00006011731 TAB FC 10MG 30UOU
00006011754 TAB FC 10MG 90UOU
00006027531 TAB CHEW 5MG 30UOU
00006071131 TAB CHEW 4MG 30UOU
00006027554 TAB CHEW 5MG 90UO
00006384130 GRAN PKT 4MG 30UOU
column is the first 11 characters That is easy
column 2 should contain all the text after the first 11 characters up to but not including the first number.
The last column is all the text after column 2
I would do it with these expressions:
(?-s)(\S+) +(.+)
and
(?-s)(.{11})(\D+)(.+)
And broken down in regex comment mode, those are:
(?x-s) # Flags: x enables comment mode, -s disables dotall mode.
( # start first capturing group
\S+ # any non-space character, greedily matched at least once.
) # end first capturing group
[ ]+ # a space character, greedily matched at least once. (brackets required in comment mode)
( # start second capturing group
.+ # any character (excluding newlines), greedily matched at least once.

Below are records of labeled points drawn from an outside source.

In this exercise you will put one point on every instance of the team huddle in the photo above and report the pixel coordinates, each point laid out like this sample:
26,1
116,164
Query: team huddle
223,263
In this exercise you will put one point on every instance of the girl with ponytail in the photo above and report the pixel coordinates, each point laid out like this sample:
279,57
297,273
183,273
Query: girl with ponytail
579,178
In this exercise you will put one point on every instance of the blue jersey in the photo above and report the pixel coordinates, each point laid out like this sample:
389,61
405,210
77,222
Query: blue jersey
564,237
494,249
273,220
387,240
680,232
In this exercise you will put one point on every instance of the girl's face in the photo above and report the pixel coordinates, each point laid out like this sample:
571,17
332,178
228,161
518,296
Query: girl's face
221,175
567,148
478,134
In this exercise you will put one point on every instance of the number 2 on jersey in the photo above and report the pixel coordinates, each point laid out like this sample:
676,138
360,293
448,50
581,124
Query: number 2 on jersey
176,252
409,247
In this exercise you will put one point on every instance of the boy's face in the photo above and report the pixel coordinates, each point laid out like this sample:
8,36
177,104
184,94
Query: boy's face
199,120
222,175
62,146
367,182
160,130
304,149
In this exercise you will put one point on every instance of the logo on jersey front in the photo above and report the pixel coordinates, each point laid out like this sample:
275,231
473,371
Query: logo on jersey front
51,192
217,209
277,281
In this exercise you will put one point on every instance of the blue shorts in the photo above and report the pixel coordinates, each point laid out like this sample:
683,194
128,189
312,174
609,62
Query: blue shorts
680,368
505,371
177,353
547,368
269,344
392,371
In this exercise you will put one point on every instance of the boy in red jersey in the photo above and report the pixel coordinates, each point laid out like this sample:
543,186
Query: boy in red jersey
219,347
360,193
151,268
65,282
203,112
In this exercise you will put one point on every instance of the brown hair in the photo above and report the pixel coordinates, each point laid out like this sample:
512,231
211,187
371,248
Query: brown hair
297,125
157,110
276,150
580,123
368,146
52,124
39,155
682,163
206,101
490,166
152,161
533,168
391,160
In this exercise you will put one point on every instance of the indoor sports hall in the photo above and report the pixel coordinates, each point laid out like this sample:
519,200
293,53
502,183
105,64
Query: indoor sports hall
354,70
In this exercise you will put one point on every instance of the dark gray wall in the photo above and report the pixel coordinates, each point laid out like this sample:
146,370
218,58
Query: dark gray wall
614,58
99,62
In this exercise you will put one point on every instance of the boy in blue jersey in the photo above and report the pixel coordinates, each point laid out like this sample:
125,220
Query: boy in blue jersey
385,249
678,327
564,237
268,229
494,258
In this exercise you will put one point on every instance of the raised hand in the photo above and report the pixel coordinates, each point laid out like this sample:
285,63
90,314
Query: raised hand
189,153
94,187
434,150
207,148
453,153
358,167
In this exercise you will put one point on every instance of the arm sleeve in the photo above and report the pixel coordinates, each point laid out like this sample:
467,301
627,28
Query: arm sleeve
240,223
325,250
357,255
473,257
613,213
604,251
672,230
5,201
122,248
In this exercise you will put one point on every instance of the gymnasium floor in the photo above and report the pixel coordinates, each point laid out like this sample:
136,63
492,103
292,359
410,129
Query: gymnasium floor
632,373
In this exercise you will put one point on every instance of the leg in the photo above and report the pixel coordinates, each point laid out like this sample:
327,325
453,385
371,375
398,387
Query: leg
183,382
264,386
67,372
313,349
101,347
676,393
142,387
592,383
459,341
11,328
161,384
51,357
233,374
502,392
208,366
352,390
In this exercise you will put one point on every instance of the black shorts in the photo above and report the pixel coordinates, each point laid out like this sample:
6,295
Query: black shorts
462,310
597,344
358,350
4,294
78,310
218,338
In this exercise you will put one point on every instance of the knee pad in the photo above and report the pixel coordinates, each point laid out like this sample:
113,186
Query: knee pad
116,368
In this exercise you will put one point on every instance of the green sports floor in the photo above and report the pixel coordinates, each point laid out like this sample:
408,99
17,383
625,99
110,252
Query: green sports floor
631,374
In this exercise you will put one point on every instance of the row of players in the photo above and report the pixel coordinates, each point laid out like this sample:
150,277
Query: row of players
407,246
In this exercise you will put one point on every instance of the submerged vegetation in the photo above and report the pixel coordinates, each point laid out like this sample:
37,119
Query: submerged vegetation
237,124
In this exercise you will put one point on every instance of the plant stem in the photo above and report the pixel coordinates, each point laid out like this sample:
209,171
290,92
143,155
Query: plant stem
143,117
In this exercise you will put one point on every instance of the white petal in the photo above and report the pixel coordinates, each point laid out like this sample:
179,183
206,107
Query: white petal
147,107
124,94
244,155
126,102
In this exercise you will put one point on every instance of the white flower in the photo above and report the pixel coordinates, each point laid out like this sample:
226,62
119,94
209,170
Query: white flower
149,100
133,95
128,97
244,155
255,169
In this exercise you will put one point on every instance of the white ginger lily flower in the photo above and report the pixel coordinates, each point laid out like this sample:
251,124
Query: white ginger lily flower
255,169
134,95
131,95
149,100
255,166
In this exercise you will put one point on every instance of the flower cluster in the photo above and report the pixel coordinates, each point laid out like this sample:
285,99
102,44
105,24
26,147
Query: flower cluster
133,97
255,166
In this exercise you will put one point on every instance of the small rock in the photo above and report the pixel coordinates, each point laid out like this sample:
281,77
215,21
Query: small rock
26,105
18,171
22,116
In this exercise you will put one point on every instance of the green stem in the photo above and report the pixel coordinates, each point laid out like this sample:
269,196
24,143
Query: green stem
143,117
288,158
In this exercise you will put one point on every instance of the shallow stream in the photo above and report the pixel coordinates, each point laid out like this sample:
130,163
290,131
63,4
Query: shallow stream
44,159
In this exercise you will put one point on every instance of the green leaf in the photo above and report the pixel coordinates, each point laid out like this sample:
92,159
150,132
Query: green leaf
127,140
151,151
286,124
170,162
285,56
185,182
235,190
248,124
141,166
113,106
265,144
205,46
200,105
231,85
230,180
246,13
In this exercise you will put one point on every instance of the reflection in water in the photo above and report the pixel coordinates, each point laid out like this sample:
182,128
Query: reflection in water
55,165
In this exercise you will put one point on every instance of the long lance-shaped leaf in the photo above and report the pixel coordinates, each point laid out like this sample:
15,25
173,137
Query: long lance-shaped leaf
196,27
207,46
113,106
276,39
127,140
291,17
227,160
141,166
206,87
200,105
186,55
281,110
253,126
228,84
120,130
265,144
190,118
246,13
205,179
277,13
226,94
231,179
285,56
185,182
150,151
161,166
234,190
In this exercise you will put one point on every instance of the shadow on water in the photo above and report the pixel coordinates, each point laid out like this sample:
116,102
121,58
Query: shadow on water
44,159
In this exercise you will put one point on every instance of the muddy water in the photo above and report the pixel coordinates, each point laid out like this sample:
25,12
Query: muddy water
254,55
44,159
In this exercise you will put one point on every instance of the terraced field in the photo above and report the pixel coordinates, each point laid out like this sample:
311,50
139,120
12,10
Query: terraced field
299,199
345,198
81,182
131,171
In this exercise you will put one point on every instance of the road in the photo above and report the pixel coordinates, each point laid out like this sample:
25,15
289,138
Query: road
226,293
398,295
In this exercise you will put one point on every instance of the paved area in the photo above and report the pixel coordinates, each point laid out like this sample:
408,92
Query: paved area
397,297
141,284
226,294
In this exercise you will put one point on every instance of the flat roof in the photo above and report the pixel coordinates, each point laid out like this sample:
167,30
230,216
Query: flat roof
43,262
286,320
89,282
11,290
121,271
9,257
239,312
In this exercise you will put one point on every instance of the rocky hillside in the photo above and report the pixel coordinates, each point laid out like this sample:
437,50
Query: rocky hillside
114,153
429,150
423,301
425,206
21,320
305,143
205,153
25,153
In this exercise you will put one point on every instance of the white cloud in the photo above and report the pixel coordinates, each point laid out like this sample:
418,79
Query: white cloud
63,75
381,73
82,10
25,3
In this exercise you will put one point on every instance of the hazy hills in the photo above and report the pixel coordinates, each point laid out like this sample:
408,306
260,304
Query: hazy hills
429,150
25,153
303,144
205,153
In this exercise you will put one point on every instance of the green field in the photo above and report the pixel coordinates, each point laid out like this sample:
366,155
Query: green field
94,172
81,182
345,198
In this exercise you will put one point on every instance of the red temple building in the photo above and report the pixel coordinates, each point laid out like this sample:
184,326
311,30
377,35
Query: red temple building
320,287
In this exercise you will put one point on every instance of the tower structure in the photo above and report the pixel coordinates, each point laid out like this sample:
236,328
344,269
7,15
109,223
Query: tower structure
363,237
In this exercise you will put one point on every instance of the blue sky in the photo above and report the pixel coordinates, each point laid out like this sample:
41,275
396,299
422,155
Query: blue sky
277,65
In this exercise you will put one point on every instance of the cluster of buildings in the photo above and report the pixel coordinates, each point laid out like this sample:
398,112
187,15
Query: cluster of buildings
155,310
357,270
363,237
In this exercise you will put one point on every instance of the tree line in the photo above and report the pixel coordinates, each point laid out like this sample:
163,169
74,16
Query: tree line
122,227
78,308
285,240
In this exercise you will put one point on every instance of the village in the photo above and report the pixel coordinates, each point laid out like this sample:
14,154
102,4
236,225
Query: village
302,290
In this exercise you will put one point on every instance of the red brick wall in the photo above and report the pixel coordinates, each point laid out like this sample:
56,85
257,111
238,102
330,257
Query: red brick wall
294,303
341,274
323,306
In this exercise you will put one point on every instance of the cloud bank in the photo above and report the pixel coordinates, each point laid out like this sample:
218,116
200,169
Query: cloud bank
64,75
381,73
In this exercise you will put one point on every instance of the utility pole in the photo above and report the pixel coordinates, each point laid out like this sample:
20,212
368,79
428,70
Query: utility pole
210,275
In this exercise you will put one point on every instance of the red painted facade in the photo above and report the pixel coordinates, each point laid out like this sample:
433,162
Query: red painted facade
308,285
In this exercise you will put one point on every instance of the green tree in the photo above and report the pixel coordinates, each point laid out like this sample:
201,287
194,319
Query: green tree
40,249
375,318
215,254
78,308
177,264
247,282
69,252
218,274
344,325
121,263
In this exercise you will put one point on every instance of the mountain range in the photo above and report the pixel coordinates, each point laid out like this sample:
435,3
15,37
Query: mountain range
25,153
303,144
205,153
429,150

) # end second capturing group
and
(?x-s) # Flags: x enables comment mode, -s disables dotall mode.
( # start first capturing group
.{11} # any character (excluding newlines), exactly 11 times.
) # end first capturing group
( # start second capturing group
\D+ # any non-digit character, greedily matched at least once.
) # end second capturing group
( # start third capturing group
.+ # any character (excluding newlines), greedily matched at least once.
) # end third capturing group
(The 'dotall' mode (flag s) means that . matches all characters, including newlines, so we have to disable it to prevent too much matching in the last group.)
Supposing you know how to handle the VB.NET code to get the groupings (matches) and that you are willing to strip the extra spaces from the groupings yourself
The Regex for case 1 is
(.*?\s+)(\d+.*)
.*? => grabs everything non greedily, so it will stop at the first space
\s+ => one or more whitespace characters
These two form the first group.
\d+ => one or more digits
.* => rest of the line
These two form the second group.
The Regex for case 2 is
(.{11})(.*?)(\d.*)
.{11} => matches 11 characters (you could restrict it to be just letters
and numbers with [a-zA-Z] or \d instead of .)
That's the first group.
.*? => Match everything non greedily, stop before the first
digit found (because that's the next regex)
That's the second group.
\d.* => a digit (used to stop the previous .*?) and the rest of the line
That's the third group.
I would use Peter Boughton's regexes, but ensure you have . matches newline turned off. If that is on, ensure you add a $ on the end :)
The greedy regexes will perform better.
The simplest way for the kind of data you are presenting is to split the line into fields at the spaces, then reunite what you want to have together. Regex.Split(line, "\\s+") should return an array of strings. This is also more robust against changing strings in the fields, for example if in the second case a line reads "00006011731 TAB 3FC 10MG 30UOU".